Madame la Directrice académique,

Les mesures envisagées par le gouvernement et présentées actuellement dans le cadre du comité interministériel CAP 22 sur la Fonction publique sont des attaques frontales contre les personnels et le service public :

  • Suppression programmée de 120 000 postes de fonctionnaires,
  • Un recours grandissant aux contractuels non formés en lieu et place de titulaires, qui risque de se traduire dans le premier degré par un retour à l’année de stagiaire à temps plein et une « formation initiale » sous le statut de contractuel, en rayant ainsi d’un trait de plume une génération de fonctionnaires stagiaires, comme l’avait déjà fait Xavier Darcos il y a 10 ans,
  • La suppression des CHSCT et des compétences des CAPD elle-mêmes,
  • Une poursuite de la dégradation du pouvoir d’achat des agents publics, une rémunération « basée sur le mérite » c’est à dire à la tête du client, ou plutôt de l’agent…
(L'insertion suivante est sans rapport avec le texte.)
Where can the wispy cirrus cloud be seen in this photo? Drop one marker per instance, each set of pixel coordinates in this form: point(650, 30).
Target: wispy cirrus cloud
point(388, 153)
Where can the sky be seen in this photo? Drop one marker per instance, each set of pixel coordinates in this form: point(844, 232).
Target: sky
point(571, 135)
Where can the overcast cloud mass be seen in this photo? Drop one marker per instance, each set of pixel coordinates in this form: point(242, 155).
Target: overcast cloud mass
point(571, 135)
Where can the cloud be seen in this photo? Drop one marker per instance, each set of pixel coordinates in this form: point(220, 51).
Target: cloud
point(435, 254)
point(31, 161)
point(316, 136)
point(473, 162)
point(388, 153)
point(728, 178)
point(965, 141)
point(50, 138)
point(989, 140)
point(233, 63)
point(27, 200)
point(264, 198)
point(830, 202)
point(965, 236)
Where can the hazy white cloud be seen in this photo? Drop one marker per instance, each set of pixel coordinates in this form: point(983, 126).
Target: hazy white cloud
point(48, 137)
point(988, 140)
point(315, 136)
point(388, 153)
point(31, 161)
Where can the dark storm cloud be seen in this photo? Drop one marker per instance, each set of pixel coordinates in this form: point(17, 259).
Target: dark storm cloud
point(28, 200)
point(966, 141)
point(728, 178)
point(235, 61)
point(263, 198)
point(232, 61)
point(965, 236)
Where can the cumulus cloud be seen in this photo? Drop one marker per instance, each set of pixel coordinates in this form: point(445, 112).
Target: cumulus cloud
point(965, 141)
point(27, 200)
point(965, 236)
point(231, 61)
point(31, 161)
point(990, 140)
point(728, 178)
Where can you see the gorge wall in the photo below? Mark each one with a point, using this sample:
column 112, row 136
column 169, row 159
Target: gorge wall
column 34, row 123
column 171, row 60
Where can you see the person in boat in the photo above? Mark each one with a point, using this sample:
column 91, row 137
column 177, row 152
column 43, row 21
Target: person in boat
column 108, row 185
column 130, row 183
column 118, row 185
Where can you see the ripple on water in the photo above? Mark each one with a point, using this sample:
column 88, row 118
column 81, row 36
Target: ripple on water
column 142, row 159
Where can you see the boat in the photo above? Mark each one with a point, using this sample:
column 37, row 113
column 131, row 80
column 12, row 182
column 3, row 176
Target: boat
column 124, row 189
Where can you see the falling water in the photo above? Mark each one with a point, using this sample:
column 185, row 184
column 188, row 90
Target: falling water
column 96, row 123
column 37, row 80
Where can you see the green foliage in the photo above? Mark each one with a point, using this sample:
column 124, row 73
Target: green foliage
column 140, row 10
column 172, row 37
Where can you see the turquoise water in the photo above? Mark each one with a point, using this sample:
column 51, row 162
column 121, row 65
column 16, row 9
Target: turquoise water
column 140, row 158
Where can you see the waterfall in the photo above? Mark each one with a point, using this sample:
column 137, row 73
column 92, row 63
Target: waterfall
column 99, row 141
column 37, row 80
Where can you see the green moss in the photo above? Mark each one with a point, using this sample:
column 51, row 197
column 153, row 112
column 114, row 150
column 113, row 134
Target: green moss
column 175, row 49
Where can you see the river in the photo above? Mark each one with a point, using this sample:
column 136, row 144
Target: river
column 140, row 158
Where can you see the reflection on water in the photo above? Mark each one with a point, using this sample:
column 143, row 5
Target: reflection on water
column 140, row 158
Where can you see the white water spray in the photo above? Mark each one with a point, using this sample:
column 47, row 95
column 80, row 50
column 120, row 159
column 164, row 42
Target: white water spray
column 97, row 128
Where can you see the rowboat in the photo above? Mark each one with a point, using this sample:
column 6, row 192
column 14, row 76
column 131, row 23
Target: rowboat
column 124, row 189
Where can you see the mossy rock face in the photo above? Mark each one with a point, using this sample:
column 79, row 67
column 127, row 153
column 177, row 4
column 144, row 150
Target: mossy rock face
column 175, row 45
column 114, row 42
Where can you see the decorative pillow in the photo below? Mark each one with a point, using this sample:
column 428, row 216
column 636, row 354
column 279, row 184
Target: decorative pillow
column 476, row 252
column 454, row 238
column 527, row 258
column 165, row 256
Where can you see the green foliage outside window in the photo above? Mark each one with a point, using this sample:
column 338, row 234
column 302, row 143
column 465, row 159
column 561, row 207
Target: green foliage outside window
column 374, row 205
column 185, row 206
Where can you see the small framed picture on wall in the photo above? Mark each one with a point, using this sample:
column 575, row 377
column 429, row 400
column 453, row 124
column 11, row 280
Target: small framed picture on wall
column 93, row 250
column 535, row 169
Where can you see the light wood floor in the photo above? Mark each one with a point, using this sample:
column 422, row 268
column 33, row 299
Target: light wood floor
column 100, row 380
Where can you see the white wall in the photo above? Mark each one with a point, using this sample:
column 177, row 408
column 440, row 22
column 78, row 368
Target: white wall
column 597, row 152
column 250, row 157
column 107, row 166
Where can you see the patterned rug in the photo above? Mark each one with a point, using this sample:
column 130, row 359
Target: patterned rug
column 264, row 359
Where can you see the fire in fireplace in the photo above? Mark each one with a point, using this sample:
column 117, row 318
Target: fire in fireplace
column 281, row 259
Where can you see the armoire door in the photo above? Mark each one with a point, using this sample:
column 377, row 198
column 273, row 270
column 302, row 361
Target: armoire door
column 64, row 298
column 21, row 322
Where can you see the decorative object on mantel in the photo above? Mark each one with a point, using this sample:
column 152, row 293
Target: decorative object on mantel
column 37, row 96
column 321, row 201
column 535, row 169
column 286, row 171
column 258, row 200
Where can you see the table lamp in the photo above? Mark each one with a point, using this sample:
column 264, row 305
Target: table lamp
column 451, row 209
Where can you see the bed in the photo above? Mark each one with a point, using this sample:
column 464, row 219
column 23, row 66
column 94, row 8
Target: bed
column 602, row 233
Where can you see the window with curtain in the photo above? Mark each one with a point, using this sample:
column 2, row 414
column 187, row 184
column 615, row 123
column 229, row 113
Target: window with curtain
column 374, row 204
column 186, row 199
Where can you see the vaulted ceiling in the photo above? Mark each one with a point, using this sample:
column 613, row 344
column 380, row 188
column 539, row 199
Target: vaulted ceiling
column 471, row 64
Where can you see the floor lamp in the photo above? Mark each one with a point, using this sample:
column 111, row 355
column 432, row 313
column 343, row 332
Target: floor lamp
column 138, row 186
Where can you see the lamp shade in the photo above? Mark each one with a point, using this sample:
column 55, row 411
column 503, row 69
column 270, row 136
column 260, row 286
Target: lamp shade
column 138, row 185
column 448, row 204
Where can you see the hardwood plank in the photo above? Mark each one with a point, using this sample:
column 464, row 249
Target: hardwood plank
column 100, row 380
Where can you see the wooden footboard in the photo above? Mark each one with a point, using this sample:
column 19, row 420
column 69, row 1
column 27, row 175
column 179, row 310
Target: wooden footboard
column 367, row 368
Ces mesures, auxquelles s’ajoutent le gel du point d’indice, le rétablissement du jour de carence ou le report des mesures PPCR, sont massivement rejetées par les collègues.

C’est pourquoi, selon l’enquête du SNUipp 94 envoyée aux écoles, plus de 1 professeur des écoles sur 3 dans le département a été en grève ce mardi 22 mai pour s’opposer aux projets du gouvernement sur la Fonction publique.

Concernant le silence du ministère sur le nouveau ratio de la Hors classe qui a débouché sur le report sine die de ce point à une CAPD ultérieure, les collègues sont en droit de savoir qu’il est la conséquence d’une situation de blocage entre le ministère de l’Éducation nationale et Bercy. En effet, le protocole PPCR engage l’État sur une augmentation de ce ratio de promus à la Hors classe dans le premier degré, pour aboutir enfin à l’égalité 1er-2d degrés en 2020 (rappelons que 85 % des enseignants du 2d degré partent à la retraite à la Hors classe contre 40 % dans le premier degré), mais le ministère des finances ne veut pas payer !

Au passage, cet épisode démontre que le protocole PPCR signé par la FSU, aussi limité et imparfait soit-il, est une épine dans le pied du gouvernement.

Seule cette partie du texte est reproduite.